De plus en plus de navires du monde entier évitent le canal de Suez en raison de la multiplication des attaques des rebelles yéménites Houthis, un coup dur pour l’Egypte qui traverse sa pire crise économique, mais à l’impact limité selon des experts.
Les données du Fonds monétaire international (FMI) sont sans appel: les volumes transportés via le canal ont chuté de 35% la semaine dernière comparé à la même période de 2023. Au même moment, les volumes transitant par le cap de Bonne-Espérance au large de l’Afrique du Sud ont bondi de 67%.
« Tous les navires Maersk devant transiter par la mer Rouge et le golfe d’Aden seront détournés vers le sud, autour du cap de Bonne-Espérance », a indiqué le géant danois du transport maritime Maersk vendredi, jour où le vice-amiral américain Brad Cooper a recensé « 25 attaques contre des navires marchands » en un peu moins de deux mois.
Depuis le début de la guerre 7 octobre entre Israël et le mouvement islamiste palestinien Hamas à Gaza, l’armée israélienne pilonne le petit territoire palestinien. Pour marquer leur soutien à Gaza, les houthis, qui font partie de l' »axe de la résistance » pro-iranien et anti-Israël, multiplient les attaques en mer Rouge contre des navires commerciaux qu’ils estiment liés à Israël.
Environ 12% du commerce mondial transite par l’étroite langue de mer allant du Yémen à l’Egypte, d’après l’International Chamber of Shipping (ICS).

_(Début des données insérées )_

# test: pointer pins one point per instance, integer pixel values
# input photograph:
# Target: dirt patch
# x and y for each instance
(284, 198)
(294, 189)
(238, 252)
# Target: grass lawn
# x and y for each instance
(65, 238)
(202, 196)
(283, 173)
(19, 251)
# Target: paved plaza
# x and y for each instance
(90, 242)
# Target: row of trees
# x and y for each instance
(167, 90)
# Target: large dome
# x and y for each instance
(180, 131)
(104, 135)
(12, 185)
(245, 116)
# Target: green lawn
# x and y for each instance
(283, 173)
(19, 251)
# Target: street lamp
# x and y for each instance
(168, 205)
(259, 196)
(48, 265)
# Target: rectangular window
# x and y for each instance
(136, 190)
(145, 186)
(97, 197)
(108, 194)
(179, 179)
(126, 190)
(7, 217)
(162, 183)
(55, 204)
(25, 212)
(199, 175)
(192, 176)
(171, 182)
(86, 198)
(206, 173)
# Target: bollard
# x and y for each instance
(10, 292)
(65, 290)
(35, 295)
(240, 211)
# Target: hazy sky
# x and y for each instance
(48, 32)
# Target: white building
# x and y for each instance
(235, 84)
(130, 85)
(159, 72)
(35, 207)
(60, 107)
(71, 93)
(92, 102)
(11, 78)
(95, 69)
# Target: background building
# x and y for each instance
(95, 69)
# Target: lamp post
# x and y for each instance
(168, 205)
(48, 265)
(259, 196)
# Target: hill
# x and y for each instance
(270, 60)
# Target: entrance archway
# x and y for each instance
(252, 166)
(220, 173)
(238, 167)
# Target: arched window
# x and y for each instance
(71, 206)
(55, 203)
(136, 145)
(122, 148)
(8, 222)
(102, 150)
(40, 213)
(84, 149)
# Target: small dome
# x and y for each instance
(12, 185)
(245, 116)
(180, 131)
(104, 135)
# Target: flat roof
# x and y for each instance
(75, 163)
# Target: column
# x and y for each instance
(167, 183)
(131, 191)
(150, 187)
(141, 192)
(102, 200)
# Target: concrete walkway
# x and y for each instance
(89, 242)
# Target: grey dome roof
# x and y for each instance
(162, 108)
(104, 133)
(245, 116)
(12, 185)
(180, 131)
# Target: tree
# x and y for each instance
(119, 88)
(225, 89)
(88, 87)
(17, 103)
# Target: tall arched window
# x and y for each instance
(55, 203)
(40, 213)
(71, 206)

Le 17 décembre, l’Autorité du canal de Suez a reconnu que 55 bateaux avaient été empêchés de transiter. Depuis, silence radio. Dans la mesure où les patrouilles en mer rouge de la coalition maritime internationale dirigée par les Etats-Unis ne sont pas parvenue à rassurer, « les acteurs sont prêts à augmenter les prix », estime Paul Tourret, directeur de l’Observatoire des industries maritimes ISEMAR.
Hausse des frais
« Les armateurs avaient des prix très bas à cause du ralentissement de la consommation européenne. Ils expliquent que contourner l’Afrique coûte très cher mais il se trouve que c’est à peu près le même prix », car ce qu’ils dépensent en pétrole, ils l’économisent sur les frais de transit payés aux Egyptiens, assure encore l’expert à l’AFP.
Le groupe de réflexion américain Soufan Center recense « au moins 18 transporteurs maritimes d’importance ayant choisi d’éviter la mer Rouge » et donc de se rajouter « une dizaine de jours de trajet », et autant de remplissages des réservoirs en carburant. Une hausse des coûts malgré tout absorbée, assurent des experts unanimes.
« Les frais de transport ont été quasiment multipliés par trois depuis le début des attaques des houthis », note ainsi le Soufan Center, mais « ils restent plus bas que durant la pandémie de Covid-19 ». Et pour l’Egypte, les revenus du canal de Suez ont atteint 749 millions de dollars en décembre 2023, contre 737 en décembre 2022, se félicite l’Autorité du canal — immense ouvrage inauguré en 1869 qui a rapporté sur l’année fiscale 2022-2023 environ 8,6 milliards de dollars.
Alors que ces recettes en devises sont surveillées de près dans un pays où importateurs et changeurs peinent désormais à trouver des dollars, un responsable portuaire se veut rassurant: « La crise est temporaire » et encore « à un niveau acceptable », dit-il à l’AFP sous couvert d’anonymat. « Mais son impact grandira si elle dure », convient-il.
« Cocotte-minute sociale »
En 2015, le président Abdel Fattah al-Sissi avait inauguré son premier méga-projet: un nouveau tronçon du canal censé faciliter le croisement des navires. Il a absorbé près de huit milliards d’euros sans toutefois permettre une hausse massive des revenus, uniquement obtenue chaque année par l’augmentation des frais de transit.
Mais les revenus du canal ne sont qu’une part des rentrées en devises de l’Egypte. Combinés aux revenus du tourisme, ils ne représentent que la moitié de la véritable manne du pays: les envois d’argent des travailleurs égyptiens à l’étranger.
En face, le service de la dette explose: plus de 60% des revenus de l’Etat en 2023 et 70% en 2024, selon la Banque européenne pour la reconstruction et le développement (Berd). Pour M. Tourret, « les recettes du canal servent aussi à maintenir le couvercle de la cocotte-minute sociale » en Egypte, où deux tiers de la population est pauvre ou en passe de l’être. « Elles alimentent directement l’Etat qui les réinvestit dans l’armée et le pain social. C’est un vrai manque à gagner, un mois est acceptable, mais deux mois, ce sera inquiétant », dit-il.